Çayını tabağına bırakıp Aslı’ya baktı. Dün geceden bu yana aklından çıkmayan bir adet Rüzgâr vardı. Üzüntüsü üzüntüsü olmuştu resmen. Kendine kızsada buna engel olmak aşkın kanuna aykırıydı. Aşıksan kim olursa olsun derdi derdindi.
“Ben tahmin etmemiştim. Bir anne profili vardı aklımda ama dün geceki çok kötüydü.” dedi Duru.
Arkasına yasladı Aslı. “Aynı ablam olan annem gibiydi. Ama inan bana onu bile bu kadar kötü hatırlamıyorum. Beraber yaşadık yıllarca, sevmezdi ama sohbetini de esirgemezdi. Arada güldüğü, bana bir şeyler anlattığı olurdu. Hem sonra az da olsa ilgilenirdi. Okulumla, derslerimle… Dededen bozma babam Rasim Demirkan bana onların yokluğunu çokta hissettirmedi ne yalan söyleyeyim. Lakin Rüzgâr’ın bu hali yolunu bulamamış birinin hikayesi gibi geliyor bana.”

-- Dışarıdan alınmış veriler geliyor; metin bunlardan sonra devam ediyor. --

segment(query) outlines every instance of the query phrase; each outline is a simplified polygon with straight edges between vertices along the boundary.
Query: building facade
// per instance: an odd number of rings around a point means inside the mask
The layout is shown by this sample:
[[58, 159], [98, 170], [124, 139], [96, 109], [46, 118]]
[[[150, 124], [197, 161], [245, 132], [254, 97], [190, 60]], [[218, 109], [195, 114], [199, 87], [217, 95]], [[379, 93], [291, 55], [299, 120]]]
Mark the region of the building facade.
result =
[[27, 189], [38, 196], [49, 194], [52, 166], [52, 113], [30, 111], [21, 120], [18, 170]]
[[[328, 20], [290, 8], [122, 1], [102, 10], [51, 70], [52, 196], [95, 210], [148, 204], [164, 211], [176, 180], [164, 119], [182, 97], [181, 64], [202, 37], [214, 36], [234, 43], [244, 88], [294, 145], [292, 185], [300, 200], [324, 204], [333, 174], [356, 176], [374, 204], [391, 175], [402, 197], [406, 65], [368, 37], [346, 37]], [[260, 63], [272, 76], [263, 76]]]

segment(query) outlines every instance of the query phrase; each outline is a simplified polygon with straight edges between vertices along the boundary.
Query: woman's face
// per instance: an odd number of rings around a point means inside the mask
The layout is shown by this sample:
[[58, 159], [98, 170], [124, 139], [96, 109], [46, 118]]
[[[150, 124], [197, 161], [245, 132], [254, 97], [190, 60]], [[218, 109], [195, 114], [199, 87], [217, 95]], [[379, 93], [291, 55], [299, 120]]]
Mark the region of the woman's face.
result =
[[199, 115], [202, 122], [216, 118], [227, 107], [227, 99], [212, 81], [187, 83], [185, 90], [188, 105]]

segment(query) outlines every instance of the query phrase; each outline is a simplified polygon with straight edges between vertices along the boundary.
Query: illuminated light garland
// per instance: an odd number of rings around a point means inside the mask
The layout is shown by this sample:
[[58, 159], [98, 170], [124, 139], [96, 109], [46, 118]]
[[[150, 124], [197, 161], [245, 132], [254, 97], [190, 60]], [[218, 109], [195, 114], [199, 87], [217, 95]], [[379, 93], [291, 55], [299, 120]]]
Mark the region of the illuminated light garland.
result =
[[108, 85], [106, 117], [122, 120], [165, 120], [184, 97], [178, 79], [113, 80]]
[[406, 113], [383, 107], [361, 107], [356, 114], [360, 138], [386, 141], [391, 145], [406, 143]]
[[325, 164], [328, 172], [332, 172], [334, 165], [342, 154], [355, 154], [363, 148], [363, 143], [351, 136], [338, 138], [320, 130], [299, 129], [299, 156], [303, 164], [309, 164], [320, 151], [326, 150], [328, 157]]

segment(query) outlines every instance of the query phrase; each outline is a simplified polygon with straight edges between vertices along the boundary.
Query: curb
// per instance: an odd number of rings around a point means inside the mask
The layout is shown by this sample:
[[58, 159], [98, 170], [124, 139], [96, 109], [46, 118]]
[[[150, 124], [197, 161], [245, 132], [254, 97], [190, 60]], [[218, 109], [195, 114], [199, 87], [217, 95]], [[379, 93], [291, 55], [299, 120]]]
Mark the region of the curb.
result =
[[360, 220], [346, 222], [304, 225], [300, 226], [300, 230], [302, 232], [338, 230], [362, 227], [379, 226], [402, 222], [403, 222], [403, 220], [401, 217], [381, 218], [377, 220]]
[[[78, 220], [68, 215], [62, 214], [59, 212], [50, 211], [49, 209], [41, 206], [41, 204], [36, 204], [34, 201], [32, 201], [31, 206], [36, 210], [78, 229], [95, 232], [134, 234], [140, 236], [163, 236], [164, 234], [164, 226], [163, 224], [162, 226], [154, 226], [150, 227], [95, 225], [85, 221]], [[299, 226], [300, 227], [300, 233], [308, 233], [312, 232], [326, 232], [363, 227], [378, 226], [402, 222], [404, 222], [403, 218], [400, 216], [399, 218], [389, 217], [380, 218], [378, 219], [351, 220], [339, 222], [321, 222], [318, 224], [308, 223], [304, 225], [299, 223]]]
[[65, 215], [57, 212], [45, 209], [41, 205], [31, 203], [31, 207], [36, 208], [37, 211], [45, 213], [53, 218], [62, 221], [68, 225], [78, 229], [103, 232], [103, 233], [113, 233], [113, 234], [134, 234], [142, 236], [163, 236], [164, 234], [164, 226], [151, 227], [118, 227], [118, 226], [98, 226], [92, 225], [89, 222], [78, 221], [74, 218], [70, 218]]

“Nasıl yolunu bulamamış? Sende annesiz babasız büyüdün sayılır, ama oldukça da karakter sahibisin.”
“Evet, ama dediğim gibi benim başımda babam vardı. Benimle sürekli konuşurdu. Bana iyiyi kötüyü ayırt etmemi tembih edip dururdu. Bugün anlıyorum ki kimse kendi kendine oluşmuyor. Yani karakteri… İnsana kendini bulmasında yardım eden birileri olmak zorunda. Yoksa beş yaşındaki çocuk gibi her aklımıza geleni yaparız. Sonunu hiç düşünmeden.”
“Haklı olma payında yüksek. Annem bende çok şey bırakıp gitti. Başta sevgi dolu bir kalp. Ben anneme tabiki doyamadım, ama kişiliğim oturmuştu. Nil’in agresif hareketleri, Ruken’in sesiz içine kapanık huyları annemden sonra gelişen kişilik taşları.”
“Tam olarak bunu konuşuyoruz işte; Anne bir evde sadece yemek ve vs işlerden sorumlu olan değil. Aslında asıl işi insan kalbi büyütmek ve bakmak. Derya denen kadının da kusuru bu. Çocukları için hiç bir şey yapmamış, görünen o. Rüzgâr’ın içindeki iyi insan hep geride kalmış gibi.”
“Peki Hare? O’da onun kardeşi.” diye sordu Duru.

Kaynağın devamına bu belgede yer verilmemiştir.